Non sei ancora registrato!? Registrati gratuitamente cliccando qui - LogIn        
Beta version
Punkadeka Newsletter




A cura di: Davide Tamburlini

GREEN DAY: 21st Century Breakdown



Label: http://www.greenday.com

GREEN DAY: 21st Century Breakdown Dopo il capolavoro, indiscusso e francamente indiscutibile, di “American Idiot” ecco che i Green Day si ripropongono al grande pubblico con un nuovo disco. Dire che l’attesa era tanta mi pare alquanto lapalissiano, tutti si aspettano di capire cosa può dare ancora una band che è riuscita a costruire un capolavoro di potenza, poesia ed energia quasi perfetto in ogni suo lato come il precedente disco. Con “American Idiot” erano riusciti a far dimenticare la, permettetemi l’eufemismo, poco brillante prova di “Warning”. Ora la domanda invece è: come possono superare “American Idiot”?! Sempre ammesso che sia possibile ovviamente. Ma andiamo per gradi e ritorniamo su questo punto alla fine.

Quattri anni di lavoro hanno portato ad avere un disco (forse il più lungo della loro carriera) con ben 18 tracce per quasi 70 minuti, per un disco rock/punk è sicuramente un azzardo se non si hanno idee fresche in un genere che ha già detto molto in tutti questi anni. Gli è andata bene una volta e per cui tentano la stessa strada anche in “21st Century Breakdown” riproponendosi con un concept album, sebbene su tematiche differenti. La storia questa volta si concentra sulla vita di due giovani ragazzi (Christian e Gloria) alle prese con una società che li impone, vincola e manipola ad una cultura autoritaria. L’album come una (Rock) Opera è suddiviso in tre atti intitolati: “Heroes and cons” (tracce 1-7), “Charlatans and saints” (tracce 8-13) e il conclusivo “Horseshoes and and Handgrenades” (tracce 14-18).

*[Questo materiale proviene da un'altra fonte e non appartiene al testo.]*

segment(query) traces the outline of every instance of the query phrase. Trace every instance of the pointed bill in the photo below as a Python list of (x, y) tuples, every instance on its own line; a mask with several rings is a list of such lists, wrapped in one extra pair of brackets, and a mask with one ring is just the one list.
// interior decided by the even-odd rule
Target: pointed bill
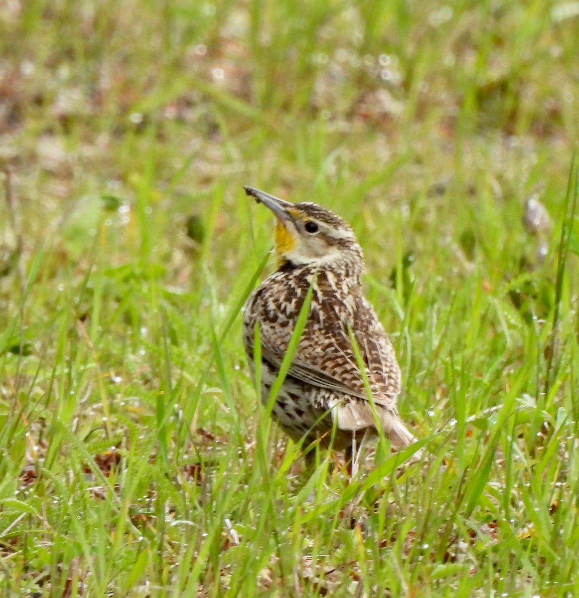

Nel primo “atto” dopo un breve intro apre la title track dell’album “21st century Breakdown”, una discreta canzone in cui vi sono alcuni cambi di ritmo ma francamente nulla di eccezionale se comparato a quello a cui ci hanno abituato i tre ragazzi. “Know your enemy” a seguire (primo singolo dell’album) non può minimamente essere messa a confronto con “American idiot” sebbene anch’essa non sia una brutta canzone, anzi. Il primo pezzo degno di nota è sicuramente “Viva la Gloria” in cui dopo un intro al piano di Billie Joe, parte la loro classica irruenza fatta di tre accordi e tanta melodia. Questi sono i Green Day che conoscevo e che mi hanno fatto innamorare della loro musica! Stesso discorso per “Before the lobotomy” che però a differenza della precedente vede la band dilungarsi troppo invece di chiudere, trascinando la canzone oltre il dovuto. Sembra quasi che abbiano voluto dimostrare di essere una rock band piuttosto che una punk band. Ovviamente è solo una mia impressione. Si continua poi sempre con il pop-punk in “Christian’s inferno” (altro grande pezzo). La ballad “Last night on earth” chiude questo primo atto che seppur sia una buona canzone mi lascia un po’ indifferente

Per fortuna a riportare alto il livello ci pensa “East Jesus Nowhere”, canzone contro il fanatismo e l’arroganza delle religioni, che per stile ricorda la splendida “Holiday” che apre il secondo atto “Charlatans and saints”. Con un intro di chitarre e cori spagnoleggianti apre “Peacemaker” seguita dalla bella ballata “Last of the american girls” e “Murder city” la canzone forse più Lookout del disco. Non poca curiosità mi ha suscitato “Viva la Gloria (Little girl)” con un intro con sonorità balcaniche che sembra essere uscito dai Gogol Bordello. Il secondo atto si conclude con l’ennesima ballata (“Restless heart syndrome”) di cui francamente avrei fatto a meno dopo quasi 50 minuti di ascolto.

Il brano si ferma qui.